見張り、高度管理に不備=指揮官の連携にも課題―ヘリ衝突事故で調査結果・海自
東京・伊豆諸島の鳥島沖合で4月、海上自衛隊の哨戒ヘリコプター「SH60K」2機が訓練中に衝突、墜落した事故で、海自は9日、乗員の見張りや衝突回避のための「高度管理」が不十分で事故につながったとする事故調査委員会の報告書を公表した。2機はそれぞれ別の指揮官の指示で動いており、両指揮官の連携にも課題があったと指摘した。
衝突したのは長崎県の大村基地所属で第4護衛隊群司令が指揮していた16号機と、徳島県の小松島基地所属で護衛艦「すずなみ」艦長が指揮していた43号機。両機は衝突約4分前にそれぞれ潜水艦をソナーで捜索する指示を受け、別の場所から同じ地点に向かっていた。
16号機が高度や速度を落とすため自動飛行で時計回りに旋回したところ、直進する43号機と進路が交錯。16号機の左側面に43号機が突っ込む形で衝突したとみられる。

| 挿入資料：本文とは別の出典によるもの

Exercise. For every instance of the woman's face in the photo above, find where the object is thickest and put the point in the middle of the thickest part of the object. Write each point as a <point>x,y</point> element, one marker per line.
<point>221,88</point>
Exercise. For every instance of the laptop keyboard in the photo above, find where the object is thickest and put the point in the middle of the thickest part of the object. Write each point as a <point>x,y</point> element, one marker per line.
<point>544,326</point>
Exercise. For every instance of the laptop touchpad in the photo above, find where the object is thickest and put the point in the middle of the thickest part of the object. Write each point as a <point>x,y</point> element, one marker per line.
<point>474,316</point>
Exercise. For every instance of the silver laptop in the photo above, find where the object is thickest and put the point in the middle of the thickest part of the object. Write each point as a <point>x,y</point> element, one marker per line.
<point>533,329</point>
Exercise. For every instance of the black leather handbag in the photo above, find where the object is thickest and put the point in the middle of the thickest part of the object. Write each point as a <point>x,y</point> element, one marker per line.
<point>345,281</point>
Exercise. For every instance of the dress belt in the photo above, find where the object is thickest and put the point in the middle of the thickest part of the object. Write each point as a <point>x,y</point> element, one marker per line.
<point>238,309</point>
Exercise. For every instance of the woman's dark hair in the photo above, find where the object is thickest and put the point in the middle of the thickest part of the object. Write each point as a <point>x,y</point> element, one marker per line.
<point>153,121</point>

回収したフライトレコーダーの解析では、両機とも互いの存在は認識し、衝突2分前に43号機の乗員が機長に相手の距離や方位を報告する音声も確認された。だがその後、両機とも接近を警戒する様子はなく、衝突の瞬間まで回避操作は取られなかった。調査委は夜間で相手機との距離を誤認したり、他の作業で見張りが不十分になったりした可能性を指摘した。

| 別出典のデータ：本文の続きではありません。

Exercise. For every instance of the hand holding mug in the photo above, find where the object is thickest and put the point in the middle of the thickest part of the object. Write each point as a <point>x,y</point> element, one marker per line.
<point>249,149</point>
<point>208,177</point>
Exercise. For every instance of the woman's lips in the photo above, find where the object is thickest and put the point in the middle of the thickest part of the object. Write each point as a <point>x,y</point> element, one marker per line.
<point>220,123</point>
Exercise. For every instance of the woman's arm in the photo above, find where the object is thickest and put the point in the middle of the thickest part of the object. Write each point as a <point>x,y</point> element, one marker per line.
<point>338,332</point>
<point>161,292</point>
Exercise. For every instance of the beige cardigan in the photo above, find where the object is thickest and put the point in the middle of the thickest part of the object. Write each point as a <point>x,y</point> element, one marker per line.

海自では2021年にも鹿児島県・奄美大島沖でヘリ同士の接触事故があり、再発防止のため近接時は飛行高度を分ける「高度セパレーション」を原則とした。しかし、今回の事故は指揮系統が別で、指揮官同士の連携も不足したため、2機の位置関係や任務が十分認識されず、高度セパレーションが設定されなかった。

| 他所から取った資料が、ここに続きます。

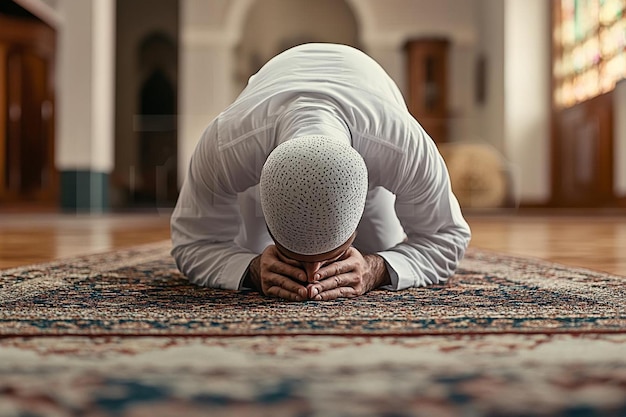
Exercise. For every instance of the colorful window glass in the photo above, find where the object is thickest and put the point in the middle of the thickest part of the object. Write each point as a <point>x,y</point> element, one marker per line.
<point>589,39</point>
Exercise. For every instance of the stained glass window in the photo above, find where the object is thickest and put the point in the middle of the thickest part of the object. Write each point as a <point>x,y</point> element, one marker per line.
<point>589,48</point>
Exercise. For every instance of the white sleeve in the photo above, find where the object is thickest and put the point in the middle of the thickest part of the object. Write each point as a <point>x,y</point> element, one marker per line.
<point>206,221</point>
<point>437,233</point>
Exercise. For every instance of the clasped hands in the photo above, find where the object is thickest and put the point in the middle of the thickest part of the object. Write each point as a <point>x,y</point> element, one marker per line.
<point>350,275</point>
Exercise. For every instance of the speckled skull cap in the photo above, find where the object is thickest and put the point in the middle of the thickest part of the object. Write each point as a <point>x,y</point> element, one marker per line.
<point>313,191</point>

海自は見張りの徹底に加え、搭乗員に夜間の見え方や自動飛行の軌道について教育することや、最上位指揮官の責任で高度管理を厳格化するなどの再発防止策を公表した。中止していた複数機での訓練飛行は9日から段階的に再開する。
木原稔防衛相は同日の閣議後記者会見で「8人の隊員を失ったのは痛恨の極み。この先一人の犠牲者も出さない決意で再発防止に全力を挙げる」と述べた。